The warning can’t applies when dst [destination array] is separate.

I do not ever recall hearing before of this deprecated Future stdlib,

julia> using Future

help?> Future
search: Future outer return

  The Future module implements future behavior of already existing functions, which will replace the current version in a future release of Julia.

julia> @edit copy!(my_rates_buffer, @view my_test[1001-1000:1001])  # it does end with copy_to! so both see ok

copyto! also does some checks, then:

help?> Base.copyto_unaliased!

I must be doing something wrong since calling Base.copyto_unaliased! directly is ~~4.5x~~ 20% slower…:

julia> @time s_prime = Base.unalias(my_rates_buffer, @view my_test[1001-1000:1001])
  0.000012 seconds (2 allocations: 96 bytes)

julia> @btime Base.copyto_unaliased!(IndexStyle(my_rates_buffer), my_rates_buffer, IndexStyle(s_prime), s_prime)
  548.102 ns (0 allocations: 0 bytes)

julia> @btime Base.copyto_unaliased!(IndexStyle($my_rates_buffer), my_rates_buffer, IndexStyle($s_prime), $s_prime)
  145.298 ns (1 allocation: 48 bytes)

Benny · November 10, 2024, 2:17am

Correcting the off-by-1 errors wasn’t expected to make a difference, shaving off one element or iteration out of thousands is negligible.
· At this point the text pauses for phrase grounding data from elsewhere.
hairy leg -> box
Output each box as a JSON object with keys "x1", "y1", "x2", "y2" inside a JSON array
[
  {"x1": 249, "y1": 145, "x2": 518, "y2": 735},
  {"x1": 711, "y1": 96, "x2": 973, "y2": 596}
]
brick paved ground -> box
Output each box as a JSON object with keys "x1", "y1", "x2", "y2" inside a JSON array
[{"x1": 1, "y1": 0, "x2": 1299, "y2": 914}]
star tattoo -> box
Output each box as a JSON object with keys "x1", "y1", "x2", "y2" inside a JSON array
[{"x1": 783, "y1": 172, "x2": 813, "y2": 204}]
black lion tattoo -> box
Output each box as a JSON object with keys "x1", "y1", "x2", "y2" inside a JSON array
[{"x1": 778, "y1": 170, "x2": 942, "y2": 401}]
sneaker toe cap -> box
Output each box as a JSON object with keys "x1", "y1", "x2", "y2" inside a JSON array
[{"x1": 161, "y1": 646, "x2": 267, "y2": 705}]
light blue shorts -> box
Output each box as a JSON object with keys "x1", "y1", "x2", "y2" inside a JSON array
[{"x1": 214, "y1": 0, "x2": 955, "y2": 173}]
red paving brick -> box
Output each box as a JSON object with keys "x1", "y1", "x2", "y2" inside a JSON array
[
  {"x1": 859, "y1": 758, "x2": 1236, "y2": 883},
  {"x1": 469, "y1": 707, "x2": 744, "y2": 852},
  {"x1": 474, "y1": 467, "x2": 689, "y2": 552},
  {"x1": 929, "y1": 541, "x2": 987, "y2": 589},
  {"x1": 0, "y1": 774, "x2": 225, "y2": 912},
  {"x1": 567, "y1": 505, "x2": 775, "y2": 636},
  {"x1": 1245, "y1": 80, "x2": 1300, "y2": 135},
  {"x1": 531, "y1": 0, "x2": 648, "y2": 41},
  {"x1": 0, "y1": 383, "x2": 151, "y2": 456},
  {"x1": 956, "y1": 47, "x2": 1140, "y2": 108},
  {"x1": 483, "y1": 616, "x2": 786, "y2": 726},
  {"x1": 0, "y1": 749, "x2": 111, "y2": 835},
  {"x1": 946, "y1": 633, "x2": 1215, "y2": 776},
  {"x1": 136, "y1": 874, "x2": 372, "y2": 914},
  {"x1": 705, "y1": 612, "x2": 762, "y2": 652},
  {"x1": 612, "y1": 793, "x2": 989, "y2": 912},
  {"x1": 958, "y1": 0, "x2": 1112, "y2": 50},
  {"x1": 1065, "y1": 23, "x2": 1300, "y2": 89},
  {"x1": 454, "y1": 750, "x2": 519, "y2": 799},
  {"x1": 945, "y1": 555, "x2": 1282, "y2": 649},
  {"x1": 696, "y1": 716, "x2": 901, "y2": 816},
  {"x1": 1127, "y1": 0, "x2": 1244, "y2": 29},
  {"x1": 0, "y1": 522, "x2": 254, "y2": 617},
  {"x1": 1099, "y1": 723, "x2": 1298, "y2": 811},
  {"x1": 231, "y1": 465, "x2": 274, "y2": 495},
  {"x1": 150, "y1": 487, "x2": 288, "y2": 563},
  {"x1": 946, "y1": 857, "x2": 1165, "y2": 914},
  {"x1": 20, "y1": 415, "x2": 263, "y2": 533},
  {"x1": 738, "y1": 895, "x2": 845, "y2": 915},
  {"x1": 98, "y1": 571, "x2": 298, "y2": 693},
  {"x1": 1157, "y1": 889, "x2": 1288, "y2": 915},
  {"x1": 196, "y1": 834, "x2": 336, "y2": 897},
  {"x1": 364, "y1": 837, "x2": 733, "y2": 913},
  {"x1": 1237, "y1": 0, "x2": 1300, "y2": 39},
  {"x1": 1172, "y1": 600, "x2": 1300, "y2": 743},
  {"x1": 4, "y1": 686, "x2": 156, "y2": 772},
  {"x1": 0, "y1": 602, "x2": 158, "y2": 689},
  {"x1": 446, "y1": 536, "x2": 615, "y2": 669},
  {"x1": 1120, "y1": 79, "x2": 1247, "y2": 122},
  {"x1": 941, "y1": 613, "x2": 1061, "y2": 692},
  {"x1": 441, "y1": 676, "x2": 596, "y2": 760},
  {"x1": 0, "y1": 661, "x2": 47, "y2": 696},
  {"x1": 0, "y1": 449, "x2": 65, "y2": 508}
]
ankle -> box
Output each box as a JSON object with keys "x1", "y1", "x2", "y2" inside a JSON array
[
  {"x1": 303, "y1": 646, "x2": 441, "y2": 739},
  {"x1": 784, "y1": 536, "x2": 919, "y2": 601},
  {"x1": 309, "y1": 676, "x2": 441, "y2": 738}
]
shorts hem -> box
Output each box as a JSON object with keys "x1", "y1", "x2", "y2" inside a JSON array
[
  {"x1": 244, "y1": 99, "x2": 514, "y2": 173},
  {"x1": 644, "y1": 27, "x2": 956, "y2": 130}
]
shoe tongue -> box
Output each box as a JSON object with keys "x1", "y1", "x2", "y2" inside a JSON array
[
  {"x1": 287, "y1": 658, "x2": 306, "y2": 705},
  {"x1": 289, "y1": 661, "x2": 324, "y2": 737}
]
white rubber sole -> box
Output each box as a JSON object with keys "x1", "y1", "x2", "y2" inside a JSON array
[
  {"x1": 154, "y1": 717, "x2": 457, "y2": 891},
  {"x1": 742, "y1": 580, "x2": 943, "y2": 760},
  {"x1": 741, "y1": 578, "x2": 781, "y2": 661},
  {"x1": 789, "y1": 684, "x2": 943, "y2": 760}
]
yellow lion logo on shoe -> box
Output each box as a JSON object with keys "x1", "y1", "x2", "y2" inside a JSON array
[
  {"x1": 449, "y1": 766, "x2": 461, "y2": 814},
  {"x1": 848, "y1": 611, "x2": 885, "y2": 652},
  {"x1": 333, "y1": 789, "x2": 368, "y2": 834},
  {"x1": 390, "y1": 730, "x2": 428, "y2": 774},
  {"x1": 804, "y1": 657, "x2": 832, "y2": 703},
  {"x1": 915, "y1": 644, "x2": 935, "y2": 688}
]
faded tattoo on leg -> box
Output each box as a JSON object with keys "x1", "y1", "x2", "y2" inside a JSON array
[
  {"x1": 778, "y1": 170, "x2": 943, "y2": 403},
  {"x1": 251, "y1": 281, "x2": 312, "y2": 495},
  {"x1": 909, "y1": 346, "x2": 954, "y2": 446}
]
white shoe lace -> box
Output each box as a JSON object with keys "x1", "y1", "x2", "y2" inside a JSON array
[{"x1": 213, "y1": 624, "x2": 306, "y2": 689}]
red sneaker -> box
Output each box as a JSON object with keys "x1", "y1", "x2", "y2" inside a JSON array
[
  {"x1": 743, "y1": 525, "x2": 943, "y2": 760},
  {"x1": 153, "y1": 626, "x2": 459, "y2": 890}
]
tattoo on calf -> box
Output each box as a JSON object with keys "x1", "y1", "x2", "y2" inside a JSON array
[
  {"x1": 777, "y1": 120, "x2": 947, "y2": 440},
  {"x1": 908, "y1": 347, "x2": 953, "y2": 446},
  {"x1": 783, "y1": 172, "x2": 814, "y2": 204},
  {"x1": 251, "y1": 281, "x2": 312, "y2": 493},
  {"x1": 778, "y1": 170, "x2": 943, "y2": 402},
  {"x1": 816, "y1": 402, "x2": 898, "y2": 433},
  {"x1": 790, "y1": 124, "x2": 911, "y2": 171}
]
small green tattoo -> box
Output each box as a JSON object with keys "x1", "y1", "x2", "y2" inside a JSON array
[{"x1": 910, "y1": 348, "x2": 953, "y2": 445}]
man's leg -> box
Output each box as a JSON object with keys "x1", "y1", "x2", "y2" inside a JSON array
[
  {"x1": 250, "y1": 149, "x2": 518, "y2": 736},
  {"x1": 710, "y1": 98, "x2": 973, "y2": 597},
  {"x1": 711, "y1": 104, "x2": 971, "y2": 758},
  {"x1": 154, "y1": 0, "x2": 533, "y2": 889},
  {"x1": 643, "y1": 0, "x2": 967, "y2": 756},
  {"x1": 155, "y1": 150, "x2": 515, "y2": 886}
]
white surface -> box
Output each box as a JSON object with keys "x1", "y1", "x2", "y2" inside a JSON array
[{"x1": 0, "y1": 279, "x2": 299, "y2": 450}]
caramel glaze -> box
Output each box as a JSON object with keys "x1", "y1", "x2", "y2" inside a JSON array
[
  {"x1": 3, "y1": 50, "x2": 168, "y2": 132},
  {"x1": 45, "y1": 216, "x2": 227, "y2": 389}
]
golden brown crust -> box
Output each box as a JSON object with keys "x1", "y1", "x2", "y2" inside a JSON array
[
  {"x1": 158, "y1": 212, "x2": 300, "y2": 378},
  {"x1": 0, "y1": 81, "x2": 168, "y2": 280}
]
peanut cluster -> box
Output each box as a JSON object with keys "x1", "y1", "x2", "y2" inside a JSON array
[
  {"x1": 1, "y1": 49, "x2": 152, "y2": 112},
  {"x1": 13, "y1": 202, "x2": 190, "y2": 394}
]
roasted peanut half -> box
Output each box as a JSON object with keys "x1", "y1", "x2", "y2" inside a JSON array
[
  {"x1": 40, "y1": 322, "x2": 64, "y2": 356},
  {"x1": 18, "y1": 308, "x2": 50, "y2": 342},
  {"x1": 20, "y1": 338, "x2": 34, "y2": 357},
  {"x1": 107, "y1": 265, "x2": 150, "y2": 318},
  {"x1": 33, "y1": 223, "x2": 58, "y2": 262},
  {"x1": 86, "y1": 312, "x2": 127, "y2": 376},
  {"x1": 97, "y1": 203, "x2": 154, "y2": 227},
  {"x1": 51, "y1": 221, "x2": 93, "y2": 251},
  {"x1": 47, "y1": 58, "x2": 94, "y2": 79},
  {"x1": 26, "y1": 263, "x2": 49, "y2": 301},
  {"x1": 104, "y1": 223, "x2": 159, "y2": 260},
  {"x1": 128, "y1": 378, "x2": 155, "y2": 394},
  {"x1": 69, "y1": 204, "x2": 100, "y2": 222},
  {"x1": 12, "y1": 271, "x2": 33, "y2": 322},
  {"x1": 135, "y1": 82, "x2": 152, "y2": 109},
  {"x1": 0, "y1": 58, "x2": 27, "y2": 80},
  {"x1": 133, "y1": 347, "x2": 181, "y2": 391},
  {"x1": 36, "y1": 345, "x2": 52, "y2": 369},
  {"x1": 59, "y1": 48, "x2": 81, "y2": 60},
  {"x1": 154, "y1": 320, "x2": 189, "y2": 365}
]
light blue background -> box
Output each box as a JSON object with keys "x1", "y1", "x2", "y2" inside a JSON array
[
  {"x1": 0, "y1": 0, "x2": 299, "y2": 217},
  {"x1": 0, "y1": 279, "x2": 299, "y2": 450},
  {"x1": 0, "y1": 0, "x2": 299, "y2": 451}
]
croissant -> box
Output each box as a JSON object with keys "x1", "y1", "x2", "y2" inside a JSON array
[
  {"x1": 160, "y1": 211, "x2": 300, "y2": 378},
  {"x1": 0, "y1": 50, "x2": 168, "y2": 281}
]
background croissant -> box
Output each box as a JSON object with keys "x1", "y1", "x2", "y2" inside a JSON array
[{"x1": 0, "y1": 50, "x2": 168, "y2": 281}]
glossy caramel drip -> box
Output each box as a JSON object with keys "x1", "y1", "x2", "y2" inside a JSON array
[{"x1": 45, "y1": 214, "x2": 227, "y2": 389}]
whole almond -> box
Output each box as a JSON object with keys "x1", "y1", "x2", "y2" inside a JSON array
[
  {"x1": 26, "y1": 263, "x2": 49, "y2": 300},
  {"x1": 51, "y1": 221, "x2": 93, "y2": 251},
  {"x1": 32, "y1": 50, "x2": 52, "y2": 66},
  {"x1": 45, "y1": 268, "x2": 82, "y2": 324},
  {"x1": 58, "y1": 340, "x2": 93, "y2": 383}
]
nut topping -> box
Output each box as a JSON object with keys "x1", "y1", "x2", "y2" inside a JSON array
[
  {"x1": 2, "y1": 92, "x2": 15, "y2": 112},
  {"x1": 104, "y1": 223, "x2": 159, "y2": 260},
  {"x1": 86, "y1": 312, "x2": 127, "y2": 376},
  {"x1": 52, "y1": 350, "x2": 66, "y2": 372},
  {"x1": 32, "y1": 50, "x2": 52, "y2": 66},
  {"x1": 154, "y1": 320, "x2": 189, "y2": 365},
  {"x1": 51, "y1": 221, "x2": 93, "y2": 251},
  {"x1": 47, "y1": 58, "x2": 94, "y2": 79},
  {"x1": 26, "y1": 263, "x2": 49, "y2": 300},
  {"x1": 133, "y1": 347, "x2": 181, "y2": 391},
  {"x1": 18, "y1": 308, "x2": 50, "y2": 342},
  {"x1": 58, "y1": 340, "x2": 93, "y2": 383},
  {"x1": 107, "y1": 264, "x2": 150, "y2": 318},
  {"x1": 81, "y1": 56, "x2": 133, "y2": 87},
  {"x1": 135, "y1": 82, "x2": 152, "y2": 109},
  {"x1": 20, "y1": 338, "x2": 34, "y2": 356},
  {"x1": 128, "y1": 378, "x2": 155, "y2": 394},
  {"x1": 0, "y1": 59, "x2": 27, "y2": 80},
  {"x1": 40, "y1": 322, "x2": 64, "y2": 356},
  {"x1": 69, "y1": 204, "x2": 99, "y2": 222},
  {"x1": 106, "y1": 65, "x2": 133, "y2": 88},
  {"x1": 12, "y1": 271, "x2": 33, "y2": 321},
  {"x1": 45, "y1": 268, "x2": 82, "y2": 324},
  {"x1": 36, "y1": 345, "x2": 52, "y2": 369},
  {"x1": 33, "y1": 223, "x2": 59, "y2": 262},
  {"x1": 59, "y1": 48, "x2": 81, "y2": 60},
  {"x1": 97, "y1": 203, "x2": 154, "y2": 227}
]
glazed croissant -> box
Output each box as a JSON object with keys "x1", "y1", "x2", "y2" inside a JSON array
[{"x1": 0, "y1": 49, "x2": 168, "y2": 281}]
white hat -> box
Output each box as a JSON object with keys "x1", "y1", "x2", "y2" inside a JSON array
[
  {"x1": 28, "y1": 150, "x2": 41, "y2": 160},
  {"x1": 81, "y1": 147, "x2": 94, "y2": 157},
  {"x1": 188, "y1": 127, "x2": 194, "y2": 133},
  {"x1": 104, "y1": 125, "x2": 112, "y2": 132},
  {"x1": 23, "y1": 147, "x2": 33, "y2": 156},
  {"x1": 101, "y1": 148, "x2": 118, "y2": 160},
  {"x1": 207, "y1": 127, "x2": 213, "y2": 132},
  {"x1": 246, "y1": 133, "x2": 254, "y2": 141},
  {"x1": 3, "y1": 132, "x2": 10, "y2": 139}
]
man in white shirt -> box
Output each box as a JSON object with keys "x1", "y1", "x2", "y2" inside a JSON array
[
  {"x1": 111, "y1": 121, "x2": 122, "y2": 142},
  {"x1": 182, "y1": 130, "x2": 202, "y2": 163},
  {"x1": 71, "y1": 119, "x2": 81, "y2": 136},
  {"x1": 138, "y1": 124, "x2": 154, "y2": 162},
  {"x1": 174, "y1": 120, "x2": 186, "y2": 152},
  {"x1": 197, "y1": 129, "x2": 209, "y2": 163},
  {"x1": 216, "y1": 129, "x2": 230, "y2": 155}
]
Changing returns could possibly make more of a difference, but without the full benchmarking calls and compiled code analysis, we can’t tell you what ended up happening; we don’t even know when you instantiate custom_struct. As mentioned, the compilers can make very strange decisions (the large difference in semantically allocating a buffer and copying values to it does suggest C++ is eliminating some code), so it’s worth making a benchmark specifically for copying vectors without the extra composite type and indices checking, and verifying it occurs at runtime. I’ve never gotten far enough into C++ to benchmark and analyze compiled code so I won’t be of help there.

Julia doesn’t have pass-by-copy or pass-by-reference semantics on the language level, not even pointers. However, mutable types like Vector do have to be allocated in a central location and shared by references (variables, elements, fields), so it’s communicated as a memory address, the same way passing by reference compiles to. If you’re preallocating rates because you’re worried about large buffer copying when passing arguments, then the worry is unwarranted and you’re actually changing the benchmark by allocating before the custom_test loop, not per iteration (then again, it’s possible the C++ compiler did such an optimization and that’s why the preallocated Julia performance is so close, we need compiled code analysis to know).

Unannotated global variables have uninferrable types (or rather they must be inferred as ::Any) and cannot be optimized well; whether this significantly affects the runtime depends on how long custom_test! takes to run compared to the overhead of its dynamically dispatched call per iteration. However, it’s recommended to put benchmarking code in a function and pass preallocated buffers as arguments; in fact BenchmarkTools’ macros and $-interpolation support does this for you.

An aside, I confirmed in v1.11.1 that unconditionally returning nothing after allocating a vector is NOT compiled to removing the vector allocation. It could happen if a constant call is inlined e.g. into a benchmark loop, so it does appear that a minor degree of side effect analysis happens sometimes to confirm the vector is unnecessary. It’s a fair design for the compiler to not eliminate obviously dead code like this because dead code elimination is more useful for optimizing constants and inlined calls; your code is neater and the compiler saves unnecessary work if you remove the obviously dead code manually.